Friday, August 8, 2014

Girl Power: Five Questions for Watkins Glen

Watkins Glen. Jonathan Ferrey/NASCAR via Getty Images
It’s been a busy week in the world of NASCAR, and Skirts and Scuffs has been on its pulse since Monday morning. With my move to college coming up, staying on top of things has been easy with their helping hands.
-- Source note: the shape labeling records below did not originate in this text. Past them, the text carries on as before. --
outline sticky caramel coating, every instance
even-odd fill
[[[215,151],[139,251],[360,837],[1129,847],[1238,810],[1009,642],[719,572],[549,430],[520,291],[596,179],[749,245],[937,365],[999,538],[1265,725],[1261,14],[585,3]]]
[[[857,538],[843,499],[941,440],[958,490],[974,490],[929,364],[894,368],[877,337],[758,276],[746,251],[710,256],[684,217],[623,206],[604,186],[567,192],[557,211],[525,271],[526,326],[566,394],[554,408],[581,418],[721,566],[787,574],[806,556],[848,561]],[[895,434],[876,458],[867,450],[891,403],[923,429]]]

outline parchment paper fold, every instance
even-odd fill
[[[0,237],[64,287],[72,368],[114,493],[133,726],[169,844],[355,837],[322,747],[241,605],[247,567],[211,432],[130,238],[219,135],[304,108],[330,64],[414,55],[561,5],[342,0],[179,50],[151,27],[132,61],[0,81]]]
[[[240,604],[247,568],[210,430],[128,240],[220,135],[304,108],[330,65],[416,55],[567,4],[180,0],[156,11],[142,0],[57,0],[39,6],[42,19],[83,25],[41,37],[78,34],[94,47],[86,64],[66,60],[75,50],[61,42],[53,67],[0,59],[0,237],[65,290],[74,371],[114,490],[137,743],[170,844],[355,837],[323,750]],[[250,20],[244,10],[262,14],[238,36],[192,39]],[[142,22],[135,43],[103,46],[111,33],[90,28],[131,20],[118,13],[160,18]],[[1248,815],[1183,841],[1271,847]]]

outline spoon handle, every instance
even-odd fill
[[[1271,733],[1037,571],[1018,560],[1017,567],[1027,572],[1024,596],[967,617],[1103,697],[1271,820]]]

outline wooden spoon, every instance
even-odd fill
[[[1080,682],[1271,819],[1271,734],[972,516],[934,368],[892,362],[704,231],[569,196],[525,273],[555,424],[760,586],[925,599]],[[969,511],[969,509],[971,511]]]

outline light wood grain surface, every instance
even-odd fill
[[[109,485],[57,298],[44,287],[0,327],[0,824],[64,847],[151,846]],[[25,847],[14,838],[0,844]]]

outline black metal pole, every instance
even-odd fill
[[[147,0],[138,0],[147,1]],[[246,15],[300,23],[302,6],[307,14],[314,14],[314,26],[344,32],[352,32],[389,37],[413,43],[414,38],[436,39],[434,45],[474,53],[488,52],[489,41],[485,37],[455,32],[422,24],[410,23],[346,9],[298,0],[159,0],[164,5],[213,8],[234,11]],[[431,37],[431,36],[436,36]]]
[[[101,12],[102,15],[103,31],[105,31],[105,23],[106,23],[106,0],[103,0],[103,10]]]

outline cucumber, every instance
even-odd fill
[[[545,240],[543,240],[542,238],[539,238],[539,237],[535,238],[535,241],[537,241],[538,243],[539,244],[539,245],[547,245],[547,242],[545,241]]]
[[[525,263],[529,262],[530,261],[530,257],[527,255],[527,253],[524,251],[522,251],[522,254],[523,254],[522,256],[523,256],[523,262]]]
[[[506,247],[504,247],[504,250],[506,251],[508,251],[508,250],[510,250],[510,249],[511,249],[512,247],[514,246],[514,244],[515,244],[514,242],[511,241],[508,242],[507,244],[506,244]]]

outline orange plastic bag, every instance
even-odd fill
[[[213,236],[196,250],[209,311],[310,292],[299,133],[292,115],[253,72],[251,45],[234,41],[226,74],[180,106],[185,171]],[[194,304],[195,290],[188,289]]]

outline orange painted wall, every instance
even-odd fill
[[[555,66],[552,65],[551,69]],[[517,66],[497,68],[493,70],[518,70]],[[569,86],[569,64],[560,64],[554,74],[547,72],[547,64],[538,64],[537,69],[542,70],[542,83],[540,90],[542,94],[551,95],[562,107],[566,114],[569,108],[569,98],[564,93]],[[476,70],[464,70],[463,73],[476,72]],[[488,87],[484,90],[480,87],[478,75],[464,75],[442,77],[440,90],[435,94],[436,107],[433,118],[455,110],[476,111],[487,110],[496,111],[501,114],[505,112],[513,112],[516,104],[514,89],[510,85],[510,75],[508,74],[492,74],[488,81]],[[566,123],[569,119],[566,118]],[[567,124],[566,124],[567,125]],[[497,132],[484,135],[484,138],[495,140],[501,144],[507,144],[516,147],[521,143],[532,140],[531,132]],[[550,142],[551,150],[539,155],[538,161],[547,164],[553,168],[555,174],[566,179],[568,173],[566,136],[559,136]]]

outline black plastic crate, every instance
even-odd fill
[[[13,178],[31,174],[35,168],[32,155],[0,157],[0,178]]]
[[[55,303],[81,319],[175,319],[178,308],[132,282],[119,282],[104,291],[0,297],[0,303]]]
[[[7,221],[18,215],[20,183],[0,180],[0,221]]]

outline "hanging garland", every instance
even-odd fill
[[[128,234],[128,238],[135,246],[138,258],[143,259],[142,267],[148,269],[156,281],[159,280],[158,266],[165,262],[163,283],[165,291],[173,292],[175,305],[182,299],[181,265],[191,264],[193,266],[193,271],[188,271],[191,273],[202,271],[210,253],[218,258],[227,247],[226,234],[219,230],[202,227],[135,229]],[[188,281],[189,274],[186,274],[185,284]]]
In this week’s Five Questions, I’m discussing Dale Earnhardt Jr., Jimmie Johnson, RAB Racing and much more. Let’s get thoughts rolling prior to this weekend’s events at Watkins Glen International.
What does National Guard’s departure mean for Earnhardt Jr. and his team? Late Wednesday, a news story broke wide open: National Guard will be pulling out of its motorsports connections. That includes sponsorship for Dale Earnhardt Jr. and IndyCar driver Graham Rahal. Although Hendrick Motorsports has that name on the car until the end of 2015, it’s hard to say if that part will be fulfilled. The whole situation feels awkward; even with Earnhardt Jr.’s fantastic, championship-caliber season, they pull out? Whatever the reasons may be, it’s a huge blow to the motorsports world. How does the No. 88 team react? They’ll try even harder to get that championship; what better way of showing them what they’re losing than achieving the sport’s highest honor?
Johnson: Dead in the water, or just playing dumb? The past three weekends have been disastrous for the other half of the 48/88 shop. Reigning champ Jimmie Johnson has posted un-Johnson-like finishes, slowly backpedaling before the Chase begins. What does all of this mean? Absolutely nothing: the No. 48 team is just experimenting before the playoffs ramp up. They do this every year, and it’s nothing to worry about unless it spills over.
Does Elliott’s foray into Cup spell success? Still on the HMS Train, owner Rick Hendrick was on Sirius XM NASCAR Wednesday and was asked about young Chase Elliott’s progress. The response was that he could make a few NASCAR Sprint Cup Series starts next season. A four-car team can run a fifth car for a maximum of seven races, too. If this all comes to fruition, will Elliott light up the world like he did when he entered the NASCAR Nationwide Series? He will eventually, but it will take time. LOTS of time. Now, he could pull a Kyle Larson and impress all the doubters, but it seems unlikely that a 19-year-old could make limited Cup starts and be successful. It would take a bit for his talent to come up to par.
Is Duno dunzo before NNS venture even begins? What a busy news week! Earlier in the week, RAB Racing announced they will start Milka Duno on a limited NNS schedule, which is to be determined. Duno’s racing background is vast yet includes little success. She currently runs for Venturini Motorsports in ARCA with few lead lap finishes. With many young prospects out there, it’s hard to understand why they chose her. However, it will become obvious that the decision wasn’t a smart one, and RAB Racing will have to find a new driver.
Can the future of women in racing be salvaged? This talk about Duno puts the future of female racers into question. Will the long line of money-fueled, aesthetics-based opportunities ever end? Many people are wondering the same thing, and I’m here to provide an answer. Thinking from the perspective of aspiring racers, it never gets better. Why? Because there isn’t a good role model, even with Danica Patrick around; she did make it to the NASCAR Sprint Cup Series, but it was by way of racy Go Daddy ads. It’s also notable that she fails to run competitively. However, she has since given up the questionable advertisements and focused on her racing career, which shows much ambition. That’s the key word: ambition. To make it in this male-dominated sport does take a lot of personal drive, and it’s easy to cave under the pressure like dozens have before. Johanna Long and Kenzie Ruston are two bright talents whose chances of making it are heightened. The two were raised in a stock car state of mind. They grab onto these cars easier. Long’s fate has been sidelined due to money problems yet lies on the tip of fans’ (and team owners’) tongues. Ruston’s burning up the K&N East Pro Series, recently posting the highest finish by a female on that level (second) at Iowa Speedway. Because she runs more often and keeps posting top-five finishes, she’s the one to watch, the role model. Her presence counteracts the stereotype of female racers. Not only are women behind the wheel, but they’re also in the garage and on TV. The controversy of women being in NASCAR will always be around, no matter how unethical and mind-boggling it may be. Meanwhile, a future is being built right before our eyes, and that’s impressive.